Abd El Fattah’s lawyers filed on March 17 a petition for his release with the public solicitor citing several grounds, among them the global pandemic. His family also sent a letter to the public prosecutor on Tuesday that was published by his mother, Laila Soueif, on Facebook before her arrest. In the letter, Soueif says that even as the Egyptian authorities had taken measures to limit the spread of contagion, it had done nothing to ease crowding in prisons and detention facilities, given the impossibility of guaranteeing a minimum of acceptable health conditions in normal times “to say nothing of preventing the incidence and spread of the current virus.” The letter says that the situation threatened not only detainees but also those who interact with them and all of society. It demanded “the release of as many detainees as possible to radically reduce numbers and make possible other health measures such as sanitization, regular testing and the isolation of suspected cases.”
“Among the detainees are massive numbers of people held in remand detention who have not yet been referred to trial,” the statement from Abd El Fattah’s family said. “We do not know their exact number because you and those who work under your authority have not, to my knowledge, released any numbers. It is certain, however, that there are thousands, and perhaps tens of thousands of them, including my son, who has been detained for six months, and many others who have been held for up to two years and longer. All of these people are your personal responsibility, for the decisions to hold them are issued by the Public Prosecution pursuant to its authority under law. The detention orders may be based on investigations by Interior Ministry personnel or may at times, as it is rumored, be subject to the whims of those conventionally called ‘sovereign agencies,’ or perhaps the political leadership, God only knows. I am not talking here about justice, for at this critical juncture, this argument is useless. I am talking about a health catastrophe that it is within your power to avoid, or at least mitigate.”

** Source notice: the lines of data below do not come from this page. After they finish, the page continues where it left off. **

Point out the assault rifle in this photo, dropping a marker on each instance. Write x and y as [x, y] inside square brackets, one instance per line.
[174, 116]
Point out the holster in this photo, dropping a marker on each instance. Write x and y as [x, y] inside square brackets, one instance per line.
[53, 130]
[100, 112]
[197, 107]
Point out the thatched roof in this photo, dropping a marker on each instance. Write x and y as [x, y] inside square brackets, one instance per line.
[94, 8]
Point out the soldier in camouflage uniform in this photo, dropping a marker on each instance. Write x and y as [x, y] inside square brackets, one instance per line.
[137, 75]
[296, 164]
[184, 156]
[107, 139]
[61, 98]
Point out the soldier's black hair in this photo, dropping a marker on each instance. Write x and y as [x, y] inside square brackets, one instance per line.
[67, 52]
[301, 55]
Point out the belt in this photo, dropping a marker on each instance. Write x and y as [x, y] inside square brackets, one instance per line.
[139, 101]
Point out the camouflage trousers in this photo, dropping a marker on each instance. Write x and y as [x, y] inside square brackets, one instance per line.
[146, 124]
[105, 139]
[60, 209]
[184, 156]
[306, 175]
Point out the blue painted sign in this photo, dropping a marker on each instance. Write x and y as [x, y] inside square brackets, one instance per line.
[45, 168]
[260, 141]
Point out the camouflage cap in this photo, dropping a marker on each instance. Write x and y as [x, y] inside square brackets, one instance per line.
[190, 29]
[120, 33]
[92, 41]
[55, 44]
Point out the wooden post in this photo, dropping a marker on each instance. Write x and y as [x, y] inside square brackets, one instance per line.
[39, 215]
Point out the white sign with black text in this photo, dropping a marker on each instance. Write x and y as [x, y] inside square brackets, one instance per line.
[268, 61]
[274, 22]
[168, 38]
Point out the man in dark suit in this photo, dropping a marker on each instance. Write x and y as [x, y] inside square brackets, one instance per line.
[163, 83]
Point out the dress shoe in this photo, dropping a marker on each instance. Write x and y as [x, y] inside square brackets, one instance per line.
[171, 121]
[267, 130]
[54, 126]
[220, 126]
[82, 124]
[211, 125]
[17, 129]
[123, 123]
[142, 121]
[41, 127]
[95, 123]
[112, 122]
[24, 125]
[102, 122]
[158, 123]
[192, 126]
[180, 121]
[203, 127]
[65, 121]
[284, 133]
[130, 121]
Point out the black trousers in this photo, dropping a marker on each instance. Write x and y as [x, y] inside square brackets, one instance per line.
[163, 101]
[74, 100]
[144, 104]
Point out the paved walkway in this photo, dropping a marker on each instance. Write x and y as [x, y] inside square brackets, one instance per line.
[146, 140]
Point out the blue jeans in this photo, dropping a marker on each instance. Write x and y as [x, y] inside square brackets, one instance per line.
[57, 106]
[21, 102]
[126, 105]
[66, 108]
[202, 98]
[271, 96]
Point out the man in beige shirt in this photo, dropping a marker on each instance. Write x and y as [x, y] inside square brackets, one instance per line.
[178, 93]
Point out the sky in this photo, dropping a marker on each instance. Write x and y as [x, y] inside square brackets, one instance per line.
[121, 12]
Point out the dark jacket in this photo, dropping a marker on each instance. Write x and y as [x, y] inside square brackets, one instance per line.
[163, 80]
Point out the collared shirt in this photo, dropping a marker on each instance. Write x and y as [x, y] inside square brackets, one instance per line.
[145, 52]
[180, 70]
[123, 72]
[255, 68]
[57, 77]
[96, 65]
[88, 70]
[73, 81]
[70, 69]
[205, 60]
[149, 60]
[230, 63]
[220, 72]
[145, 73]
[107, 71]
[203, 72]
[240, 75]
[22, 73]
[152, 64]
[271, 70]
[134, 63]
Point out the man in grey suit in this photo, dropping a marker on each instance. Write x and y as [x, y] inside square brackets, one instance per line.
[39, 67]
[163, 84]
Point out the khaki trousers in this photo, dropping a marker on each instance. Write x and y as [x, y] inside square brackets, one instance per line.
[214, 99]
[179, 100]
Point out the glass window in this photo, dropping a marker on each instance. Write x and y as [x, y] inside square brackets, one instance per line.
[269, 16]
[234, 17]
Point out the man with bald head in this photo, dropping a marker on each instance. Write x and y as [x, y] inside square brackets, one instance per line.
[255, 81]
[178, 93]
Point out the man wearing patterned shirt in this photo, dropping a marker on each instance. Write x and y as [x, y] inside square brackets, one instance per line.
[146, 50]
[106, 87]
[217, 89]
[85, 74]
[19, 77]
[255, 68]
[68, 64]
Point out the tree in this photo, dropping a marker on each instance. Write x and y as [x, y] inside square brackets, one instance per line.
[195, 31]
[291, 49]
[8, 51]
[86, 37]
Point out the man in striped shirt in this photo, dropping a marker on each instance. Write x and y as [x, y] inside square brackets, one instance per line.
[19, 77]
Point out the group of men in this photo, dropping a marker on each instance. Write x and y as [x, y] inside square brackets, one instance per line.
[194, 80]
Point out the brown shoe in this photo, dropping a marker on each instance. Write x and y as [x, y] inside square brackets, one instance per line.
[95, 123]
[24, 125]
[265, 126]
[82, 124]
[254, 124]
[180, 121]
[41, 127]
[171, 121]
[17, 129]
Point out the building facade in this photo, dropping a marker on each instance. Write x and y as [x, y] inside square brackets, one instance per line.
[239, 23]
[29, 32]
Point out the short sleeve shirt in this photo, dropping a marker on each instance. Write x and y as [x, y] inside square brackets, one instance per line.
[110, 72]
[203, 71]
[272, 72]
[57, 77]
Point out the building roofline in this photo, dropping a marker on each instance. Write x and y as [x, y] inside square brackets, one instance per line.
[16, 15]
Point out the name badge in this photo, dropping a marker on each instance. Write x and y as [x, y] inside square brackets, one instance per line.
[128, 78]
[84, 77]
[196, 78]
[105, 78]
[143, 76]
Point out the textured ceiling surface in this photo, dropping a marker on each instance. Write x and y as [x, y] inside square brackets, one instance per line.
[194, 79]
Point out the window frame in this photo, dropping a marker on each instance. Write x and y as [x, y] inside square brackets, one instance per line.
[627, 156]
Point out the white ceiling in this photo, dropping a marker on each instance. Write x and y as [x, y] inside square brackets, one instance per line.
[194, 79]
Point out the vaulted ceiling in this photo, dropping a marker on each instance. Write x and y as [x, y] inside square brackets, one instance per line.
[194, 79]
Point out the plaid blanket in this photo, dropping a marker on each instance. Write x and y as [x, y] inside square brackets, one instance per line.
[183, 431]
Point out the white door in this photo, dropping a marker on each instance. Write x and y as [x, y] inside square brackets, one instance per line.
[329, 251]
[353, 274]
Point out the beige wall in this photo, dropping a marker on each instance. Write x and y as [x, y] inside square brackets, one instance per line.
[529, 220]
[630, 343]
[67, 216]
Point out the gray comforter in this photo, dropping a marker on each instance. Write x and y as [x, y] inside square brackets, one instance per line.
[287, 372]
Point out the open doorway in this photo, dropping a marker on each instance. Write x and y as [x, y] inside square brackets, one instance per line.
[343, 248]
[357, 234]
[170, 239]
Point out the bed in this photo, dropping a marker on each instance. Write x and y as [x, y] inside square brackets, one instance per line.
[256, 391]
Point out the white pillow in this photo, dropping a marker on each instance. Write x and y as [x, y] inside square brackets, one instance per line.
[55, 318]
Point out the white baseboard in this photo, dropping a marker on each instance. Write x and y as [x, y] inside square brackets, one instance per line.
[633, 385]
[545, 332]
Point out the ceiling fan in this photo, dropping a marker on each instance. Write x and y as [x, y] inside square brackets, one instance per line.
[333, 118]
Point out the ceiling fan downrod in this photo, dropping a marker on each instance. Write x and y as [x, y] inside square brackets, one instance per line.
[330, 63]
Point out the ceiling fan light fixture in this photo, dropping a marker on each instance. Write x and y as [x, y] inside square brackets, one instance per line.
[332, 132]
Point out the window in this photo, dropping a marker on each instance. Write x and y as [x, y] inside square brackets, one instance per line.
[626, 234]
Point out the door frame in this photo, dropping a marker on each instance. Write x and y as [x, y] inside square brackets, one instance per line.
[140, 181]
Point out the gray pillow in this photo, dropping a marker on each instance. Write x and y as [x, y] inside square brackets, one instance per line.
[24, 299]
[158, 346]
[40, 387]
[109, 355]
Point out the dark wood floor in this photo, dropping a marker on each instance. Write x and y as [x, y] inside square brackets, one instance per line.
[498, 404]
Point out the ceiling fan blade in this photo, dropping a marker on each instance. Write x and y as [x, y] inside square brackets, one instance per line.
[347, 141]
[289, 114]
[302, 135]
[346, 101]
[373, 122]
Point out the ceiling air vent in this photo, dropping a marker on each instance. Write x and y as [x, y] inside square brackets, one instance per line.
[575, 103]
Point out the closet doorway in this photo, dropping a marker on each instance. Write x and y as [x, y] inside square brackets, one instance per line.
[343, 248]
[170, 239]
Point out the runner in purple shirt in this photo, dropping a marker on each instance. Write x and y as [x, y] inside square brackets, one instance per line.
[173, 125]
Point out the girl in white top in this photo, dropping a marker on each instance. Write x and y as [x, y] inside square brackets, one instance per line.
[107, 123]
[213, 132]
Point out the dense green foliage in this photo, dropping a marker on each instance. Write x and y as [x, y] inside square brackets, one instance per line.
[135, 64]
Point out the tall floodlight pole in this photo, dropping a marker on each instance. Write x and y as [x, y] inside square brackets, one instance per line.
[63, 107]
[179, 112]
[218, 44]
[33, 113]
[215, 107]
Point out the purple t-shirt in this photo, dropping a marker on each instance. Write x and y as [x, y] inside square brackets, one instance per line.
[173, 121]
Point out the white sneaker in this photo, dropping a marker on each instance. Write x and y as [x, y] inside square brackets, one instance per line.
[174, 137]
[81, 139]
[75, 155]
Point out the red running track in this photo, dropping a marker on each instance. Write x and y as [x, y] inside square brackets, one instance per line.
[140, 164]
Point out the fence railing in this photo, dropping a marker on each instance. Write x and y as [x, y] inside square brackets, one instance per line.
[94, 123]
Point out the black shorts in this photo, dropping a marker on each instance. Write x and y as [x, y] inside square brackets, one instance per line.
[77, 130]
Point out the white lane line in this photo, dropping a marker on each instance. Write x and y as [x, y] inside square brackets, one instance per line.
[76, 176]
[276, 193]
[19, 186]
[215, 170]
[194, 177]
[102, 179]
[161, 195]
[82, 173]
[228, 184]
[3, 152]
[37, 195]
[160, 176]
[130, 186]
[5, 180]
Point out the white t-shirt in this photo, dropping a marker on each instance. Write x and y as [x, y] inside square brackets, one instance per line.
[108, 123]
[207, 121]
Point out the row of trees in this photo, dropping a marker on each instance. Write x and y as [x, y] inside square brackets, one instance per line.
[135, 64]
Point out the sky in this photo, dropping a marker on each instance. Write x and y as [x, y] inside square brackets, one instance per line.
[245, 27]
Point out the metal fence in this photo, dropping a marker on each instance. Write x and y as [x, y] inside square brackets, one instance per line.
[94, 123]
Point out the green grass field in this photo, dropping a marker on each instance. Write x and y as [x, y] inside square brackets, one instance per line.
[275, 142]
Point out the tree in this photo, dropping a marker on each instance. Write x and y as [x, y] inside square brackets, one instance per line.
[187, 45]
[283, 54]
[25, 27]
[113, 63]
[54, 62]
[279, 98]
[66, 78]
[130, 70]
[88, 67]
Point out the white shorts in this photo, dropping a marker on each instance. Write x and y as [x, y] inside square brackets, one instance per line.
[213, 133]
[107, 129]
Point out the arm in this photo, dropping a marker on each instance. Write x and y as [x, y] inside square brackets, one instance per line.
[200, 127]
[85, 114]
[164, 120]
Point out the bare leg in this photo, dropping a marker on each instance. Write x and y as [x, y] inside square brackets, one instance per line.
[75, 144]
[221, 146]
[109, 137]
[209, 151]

According to his son, Abouel Fotouh’s lawyers also urged the public prosecutor to release him and many other prisoners in light of the global health crisis.
“We hope releases are granted as part of the government’s proactive decisions, even if they are only temporary or have preventive measures attached to them,” says Hozaifa, his son.
“The best strategy to deal with epidemics is prevention and limiting the spread so that the health care system can handle the burden. Prisoners have been released because of coronavirus in many places in the world.” He added that the current situation is exceptional and is divorced from any political differences. “The virus will not distinguish between a political dissident and a police officer or a judge,” he says. “This requires releasing not only political prisoners but also the most vulnerable groups, like the elderly and sick.”
As part of its containment efforts against the COVID-19 pandemic, the Iranian authorities released 85,000 inmates, including political prisoners, while local authorities in a number of US counties in Ohio and California have also decided to release some prisoners and minimize new arrests.
“Right now we’re looking at a black hole that is swallowing the entire prison system,” Seif concluded.